Anonymous Intelligence Signal

Critical Refresh Token Rotation Flaw Allows Token Reuse After Legitimate Rotation

human The Lab unverified 2026-04-27 10:54:11 Source: GitHub Issues

A critical security vulnerability in the `POST /auth/refresh` endpoint fails to invalidate refresh tokens after rotation, allowing intercepted tokens to remain functional even after legitimate users have already rotated them. The flaw undermines the fundamental security guarantee of refresh token rotation—a mechanism designed to limit the window of exposure if a token is compromised.

The vulnerability operates through a documented exploitation sequence. When a user submits a valid refresh token (token_A), the server correctly issues a new access token and a fresh refresh token (token_B). However, the old token_A is not invalidated or is only unreliably invalidated. An attacker who obtained token_A through a compromised client, network interception, or exposed logs can subsequently call `POST /auth/refresh` with token_A and receive their own valid token pair—maintaining an active session even after the legitimate user has rotated credentials.

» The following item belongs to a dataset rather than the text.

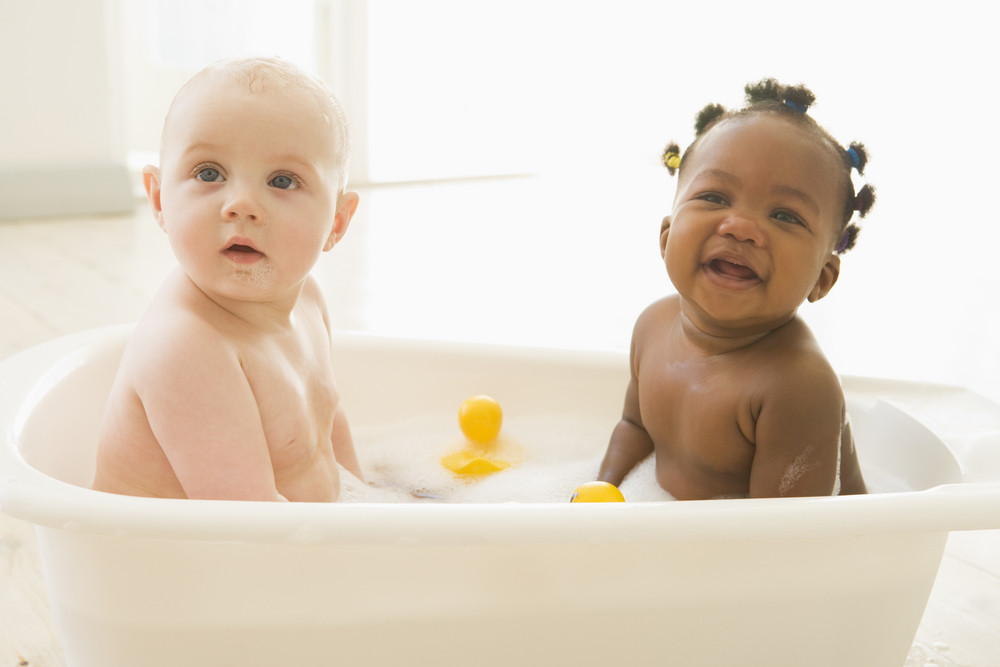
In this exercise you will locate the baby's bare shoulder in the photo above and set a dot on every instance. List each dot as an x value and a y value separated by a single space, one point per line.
795 370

Security researchers flag this as a fundamental failure of token rotation as a defensive control. Effective rotation requires immediate and irrevocable invalidation of the previous token upon issuance of a new one. Without that guarantee, the rotation mechanism fails to prevent replay attacks, leaving authenticated sessions exposed to unauthorized access. Any application relying on this endpoint for session management faces elevated risk of account takeover if refresh tokens are intercepted through any attack vector.